Results and Discussion

Identification of Environmental Hotspots

The contributions of the eight unit operations with the highest impact in each category are shown in Figure 4; the contributions of all remaining unit operations is combined in the ‘other’ category. Hotspot analysis showed that these eight unit operations were responsible for more than 90 % of the total environmental impact in each category for the OCl− reference case (modules A,B, and OCl−).

Figure 4

Normalised environmental impacts of the eight highest scoring unit operations that account for more than 90 % of the total impact in each category. The contribution of the remaining unit operations is combined in the ‘other’ category.

Figure 4 shows that the unit operations pneumatic drying of native and of anionic starch, preheating, protamylasse concentration, fibre dewatering, steam injection, and starch oxidation, are the main contributors to the overall environmental impact of the process. Starch oxidation is the main contributor in the categories of freshwater eutrophication, ozone depletion, climate change, acidification, and resource use. The impacts of the oxidation step are linked to the use of chemicals (NaOCl, NaOH) in the oxidation process.[ , , ] Starch oxidation contributes only marginally to marine and terrestrial eutrophication and photochemical ozone formation. These results show that the oxidation step is the main hotspot in the production of anionic starch. The other seven highlighted unit operations from Figure 4 are considered secondary hotspots.

The high environmental impact of the preheating, fibre dewatering, pneumatic drying of native and anionic starch, steam injection, and protamylasse concentration units is due to the high energy use for heating and drying in these steps.[ , ] The impact profile of these units, that is, the ratio of the contributions to a category, is similar across all impact categories because these unit operations use the same type of energy (heat and electricity from a combined heat‐power plant utilising natural gas). A full table of the calculated normalised impact indicators for all unit operations is given in the Supporting Information.

Comparison of Oxidation Methods

Four different oxidation methods were investigated. It became evident that the O2‐oxidation scenario without direct application of the anionic starch solutions performs poorly compared to the other scenarios (see Figure SI5 in the Supporting Information). In the O2‐oxidation scenario, a significant increase in environmental impact is seen for several categories (Climate change +400 %, acidification +600 %, resource use+700 %; the full data is given in the Supporting Information). The high increase in environmental impact is the indirect result of practical limitations. Gelatinised (oxidised) starch cannot feasibly be transported or stored since it is susceptible to microbial decay and retrogradation, which severely reduces the robustness of the supply chain. Moreover, since the concentration of such a solution is low (<5 % w/w), the added volume and weight of water substantially increases the cost of transportation. Due to these limitations, the gelatinised starch would need to be dried before transportation and/or storage. In the O2‐oxidation scenario, the starch is in solution and highly viscous after oxidation so that mechanical dewatering or pre‐concentration before drying is technologically unfeasible. To dry the oxidised starch solution from the 5 % (w/w) to a powder, approximately 9 tonnes of water need to be evaporated per tonne of starch. At a theoretical minimum of 2.3 GJ of energy used per tonne of water evaporated, the energy use for spray or drum drying the anionic starch solution thus becomes infeasibly high.. For these reasons, the O2‐oxidation scenario is deemed unviable and is omitted from further analysis and graphical representations to increase readability of the viable alternatives. Since the O2DA scenario performs the oxidation directly before application, no transport, storage or drying of the oxidised starch is required and as a result these limitations of the O2 scenario do not apply to the O2DA scenario. For the remaining oxidation methods (H2O2 and O2DA), two comparisons were made. First, the achievable reduction in environmental impact was investigated relative to OCl− oxidation itself (without including the pre‐processing modules A and B). Second, the achievable reductions in environmental impact were placed in context of the complete process chain (including the pre‐processing modules A and B).
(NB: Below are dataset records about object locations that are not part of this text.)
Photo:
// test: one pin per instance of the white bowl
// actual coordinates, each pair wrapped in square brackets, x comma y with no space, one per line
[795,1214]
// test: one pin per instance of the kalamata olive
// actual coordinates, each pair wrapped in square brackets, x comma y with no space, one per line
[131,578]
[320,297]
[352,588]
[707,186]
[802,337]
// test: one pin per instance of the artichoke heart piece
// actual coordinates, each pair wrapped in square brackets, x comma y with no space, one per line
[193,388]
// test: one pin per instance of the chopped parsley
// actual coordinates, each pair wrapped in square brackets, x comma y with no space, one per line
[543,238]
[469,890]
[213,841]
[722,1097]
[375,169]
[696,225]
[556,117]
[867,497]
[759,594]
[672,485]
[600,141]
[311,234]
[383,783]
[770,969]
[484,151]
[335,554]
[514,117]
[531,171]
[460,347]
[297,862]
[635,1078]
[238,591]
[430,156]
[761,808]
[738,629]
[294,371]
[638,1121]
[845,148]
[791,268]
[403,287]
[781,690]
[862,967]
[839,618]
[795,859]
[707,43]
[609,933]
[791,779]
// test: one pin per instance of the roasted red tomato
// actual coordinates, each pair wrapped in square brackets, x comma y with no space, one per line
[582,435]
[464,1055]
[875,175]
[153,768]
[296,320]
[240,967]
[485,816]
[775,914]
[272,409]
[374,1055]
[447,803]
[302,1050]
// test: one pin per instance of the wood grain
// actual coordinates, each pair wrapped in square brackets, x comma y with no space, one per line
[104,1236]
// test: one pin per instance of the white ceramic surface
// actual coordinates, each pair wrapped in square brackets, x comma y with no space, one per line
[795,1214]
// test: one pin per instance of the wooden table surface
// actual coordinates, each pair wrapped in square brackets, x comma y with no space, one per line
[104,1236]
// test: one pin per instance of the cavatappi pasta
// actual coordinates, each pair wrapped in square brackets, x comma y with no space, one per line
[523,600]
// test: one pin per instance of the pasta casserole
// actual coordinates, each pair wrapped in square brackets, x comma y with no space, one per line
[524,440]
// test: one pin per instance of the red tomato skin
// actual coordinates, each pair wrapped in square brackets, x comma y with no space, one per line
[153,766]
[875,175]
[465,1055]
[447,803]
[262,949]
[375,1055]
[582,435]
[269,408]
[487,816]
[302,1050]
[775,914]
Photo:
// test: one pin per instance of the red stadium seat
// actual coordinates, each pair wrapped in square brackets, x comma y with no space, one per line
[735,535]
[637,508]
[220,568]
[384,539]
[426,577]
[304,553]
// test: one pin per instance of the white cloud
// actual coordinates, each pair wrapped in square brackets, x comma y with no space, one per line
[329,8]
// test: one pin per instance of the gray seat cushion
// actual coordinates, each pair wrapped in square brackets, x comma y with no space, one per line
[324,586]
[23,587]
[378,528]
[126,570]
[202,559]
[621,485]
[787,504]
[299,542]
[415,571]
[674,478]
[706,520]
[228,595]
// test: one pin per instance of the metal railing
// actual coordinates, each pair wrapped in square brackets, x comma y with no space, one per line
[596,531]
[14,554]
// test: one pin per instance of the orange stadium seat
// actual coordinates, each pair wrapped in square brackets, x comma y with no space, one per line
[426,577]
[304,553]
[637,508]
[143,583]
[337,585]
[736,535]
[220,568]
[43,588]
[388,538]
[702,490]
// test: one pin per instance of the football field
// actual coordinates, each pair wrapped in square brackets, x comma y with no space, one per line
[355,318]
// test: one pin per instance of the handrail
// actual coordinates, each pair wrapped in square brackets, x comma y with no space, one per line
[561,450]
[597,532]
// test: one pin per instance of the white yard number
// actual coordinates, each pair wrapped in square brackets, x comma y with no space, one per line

Figure 5 shows the relative reductions of environmental impact of anionic starch production by employing H2O2 oxidation or molecular oxygen oxidation with direct application of the gelatinised anionic starch (O2DA).

Figure 5

Achievable reduction in environmental impact (EI) by H2O2 oxidation or molecular oxygen oxidation with direct application (O2DA) relative to the OCl− reference case. Higher values indicate a higher reduction and thus lower environmental impact.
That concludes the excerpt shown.